Usem camisinha, não oprimam sua afetividade e sexualidade (isso seria um desserviço à conscientização) e sejam felizes!

quinta-feira, 1 de novembro de 2007

Meninos, eu vi!

Ontem à noite vi algo que não deveria ter visto. Algo que ninguém deveria jamais ver. Havia crianças lá e elas também viram, dos colos de suas mães. E homens e mulheres, eles também viram.

Andando de madrugada, voltando da casa da namorada, ouvi pipocos. Imaginei serem disparos do cano de descarga de um motoqueiro que vinha. Não eram. Eram tiros. Mais à frente vi um vulto, um homem de cuecas, calças sendo jogadas a alguém. Temi assalto. Temi por mim. Corri.

Um carro veio em minha direção. Homens em um pick-up, montados na caçamba. Não era nada. Jovens, como eu, andando na noite. Também viram o que eu vi. Estavam assustados, como eu também estava.

Logo atrás vinha um carro da polícia. Não, nada perseguiam. Passeavam pacatamente sob a lua. Tão pertos de mim e do que meus olhos presenciaram, nada viram.

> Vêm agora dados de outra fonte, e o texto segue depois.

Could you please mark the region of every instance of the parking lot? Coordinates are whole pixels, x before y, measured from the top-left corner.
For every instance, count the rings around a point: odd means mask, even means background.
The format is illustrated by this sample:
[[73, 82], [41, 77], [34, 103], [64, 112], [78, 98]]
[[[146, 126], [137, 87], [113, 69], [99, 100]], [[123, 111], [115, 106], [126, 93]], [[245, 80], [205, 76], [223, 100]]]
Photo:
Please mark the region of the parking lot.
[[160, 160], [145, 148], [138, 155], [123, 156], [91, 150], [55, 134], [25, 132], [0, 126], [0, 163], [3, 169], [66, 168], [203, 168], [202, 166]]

Desnorteado e com medo, segui até o ponto de ônibus mais próximo. Já dentro da condução, passei pelo local onde havia visto o homem de cuecas. Coisa alguma estava acontecendo por ali.

Uns duzentos metros adiante, em um beco, pessoas se aglomeravam, carros estavam parados. Homens, mulheres e crianças; todos em volta de um homem jogado ao chão, sem cuecas, sem nada, punhos e tornozelos amarrados com trapos ensangüentados. Tremia, estrebuchava sobre o chão. Sentia dor, sentia medo.

A idéia de que se tratava de um assalto me abandonou. Era uma execução, só poderia ser. Acho que nunca vou saber quem era aquele homem ou porque estava naquela situação. Tampouco vou conseguir esquecer o que presenciei.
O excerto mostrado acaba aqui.